Supply Chain Inventory Reorder Policy Comparison - Monte Carlo Simulation, Bayesian Optimization & Tuning

18 December 2022 - 22 mins read time
Tags: Supply Chain Inventory management Monte Carlo Simulation Bayesian Optimization 3D Visualization Parallelized Processing Python

Having worked with interesting product demand data and the implementation of the product’s reorder policies and related costs, I felt driven to update and improve the Jupyter notebook of the author Mehul. He featured this notebook on his tds article: Inventory Management — Dealing with unpredictable demand. Although the notebook seemed unfinished I addressed a few important pieces: Multiprocessing Performance improvement, Improved Visualization and the required Bayesian Optimization update to version 1.3.

1. Performance improvement through multi processing

The notebook uses a this original function to calculate a large number of combinations of the reorder policy variables q representing the order quantity and r for the reorder point, when orders are to be placed. Unfortunately this was implemented as nested for loops, with the consequence that just one thread is used to calculate the whole grid.

Therefore I came up with this multiprocessing implementation below using the multiprocessing methods pools and starmap to have multiple instances invoked each starting the calculation with a subset chunk of designated variable space to be computed in parallel. For that the function has to be split up into the main invoking function and a subprocess function.

The calculation with a step-size 10 grid took over 30 mins with the original single thread code.

With multiprocessing and n=4 vcores available and specified the calculation took on datacamp workspace 8.5 mins and nearly 10 mins on azure ml with a compute resource standard-F4s-v2.

Doing this later on a local compute with n=10 threads, I hope to achieve significantly below half that. So why not use all the extra cores available? Just do it!

2. Bayesian optimization package comparison

Having not come across the GPyOpt package yet, i was curious how it does compare to the familiar bayes_opt package in terms of optimization, results and handling.

For some unknown reason the function was targeted to be minimized with the GPyOpt package, that is something I was going to change right away. The bounds of the variable space can be set as a ‘discrete type’ variable, that is quite a positive feature as we assume all parameters are indivisable and not continous. By nature of bayesian optimization, gaussian processes do work with continuous number scales and therefore this needs to be addressed by the package itself or by ourselves using them. So unlike GPyOpt in bayes_opt there needs to be provisions to make parameters discrete.

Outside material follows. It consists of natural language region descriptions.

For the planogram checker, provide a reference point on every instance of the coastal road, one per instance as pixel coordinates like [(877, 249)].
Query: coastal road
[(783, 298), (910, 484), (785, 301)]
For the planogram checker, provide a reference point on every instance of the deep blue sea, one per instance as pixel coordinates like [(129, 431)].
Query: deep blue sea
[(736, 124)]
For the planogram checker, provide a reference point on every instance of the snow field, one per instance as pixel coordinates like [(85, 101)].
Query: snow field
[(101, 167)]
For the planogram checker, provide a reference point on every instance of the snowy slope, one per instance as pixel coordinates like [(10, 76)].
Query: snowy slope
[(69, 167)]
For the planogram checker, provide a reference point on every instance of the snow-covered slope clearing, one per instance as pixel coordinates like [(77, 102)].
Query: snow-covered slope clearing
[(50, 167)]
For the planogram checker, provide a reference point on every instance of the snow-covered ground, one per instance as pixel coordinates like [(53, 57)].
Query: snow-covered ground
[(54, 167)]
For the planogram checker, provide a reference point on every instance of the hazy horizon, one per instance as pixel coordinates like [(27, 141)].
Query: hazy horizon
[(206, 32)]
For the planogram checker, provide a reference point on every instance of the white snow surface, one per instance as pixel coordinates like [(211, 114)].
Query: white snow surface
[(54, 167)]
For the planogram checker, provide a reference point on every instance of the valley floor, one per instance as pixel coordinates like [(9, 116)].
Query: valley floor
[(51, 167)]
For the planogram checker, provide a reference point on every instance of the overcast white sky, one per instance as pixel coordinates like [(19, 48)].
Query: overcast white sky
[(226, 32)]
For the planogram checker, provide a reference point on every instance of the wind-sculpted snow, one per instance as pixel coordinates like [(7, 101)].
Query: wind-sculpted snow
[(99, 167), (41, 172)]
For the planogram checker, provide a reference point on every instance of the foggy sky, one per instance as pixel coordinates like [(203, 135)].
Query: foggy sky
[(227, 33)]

Original implementation with GPyOpt package

product = Product(4)
def fn(args):
    M = args[0][0]
    
    p_list, o_list = mc_simulation(product, M, 500)
    
    print(f' M : {M}, Profit : ${np.mean(p_list):.2f}') 
    return -np.mean(p_list)

from GPyOpt.methods import BayesianOptimization

bounds = [{'name':'M', 'type':'discrete', 'domain': range(10,10000)}]

Op = BayesianOptimization(f = fn,
                         domain = bounds,
                         model_type = 'GP',
                         acquisition_type = 'EI',
                         exact_feval = False,
                         maximize = False,
                         normalize_Y = False)

Op.run_optimization(max_iter=100)

 M : 8564.0, Profit : $-62147.29
 M : 4575.0, Profit : $156476.17
 M : 2384.0, Profit : $279090.77
 M : 1240.0, Profit : $319304.16
 M : 2762.0, Profit : $254034.81
 M : 2379, Profit : $278839.29
 M : 2380, Profit : $281127.72
 M : 1297, Profit : $321277.65
 M : 1303, Profit : $322316.54
 M : 1309, Profit : $318693.07
 M : 1305, Profit : $323975.37
 M : 1311, Profit : $319215.17
 M : 1307, Profit : $320363.83
 M : 1307, Profit : $318037.02

Op.x_opt

array([1305.])

So best parameter is M = 1305 with a simulated Profit of rounded 324K.

So this is straight forward and not many iterations of optimization needed, of course there was only a single parameter.

Let’s check out bayes_opt: we introduce the discretizer function that converts any parameter to integer before it is simulated with. Its result is fed into the optimization function only changed in name. More changes of course in setting up the optimization methods themselves and of course properly setting a fixed random state for the Random Number Generator in numpy.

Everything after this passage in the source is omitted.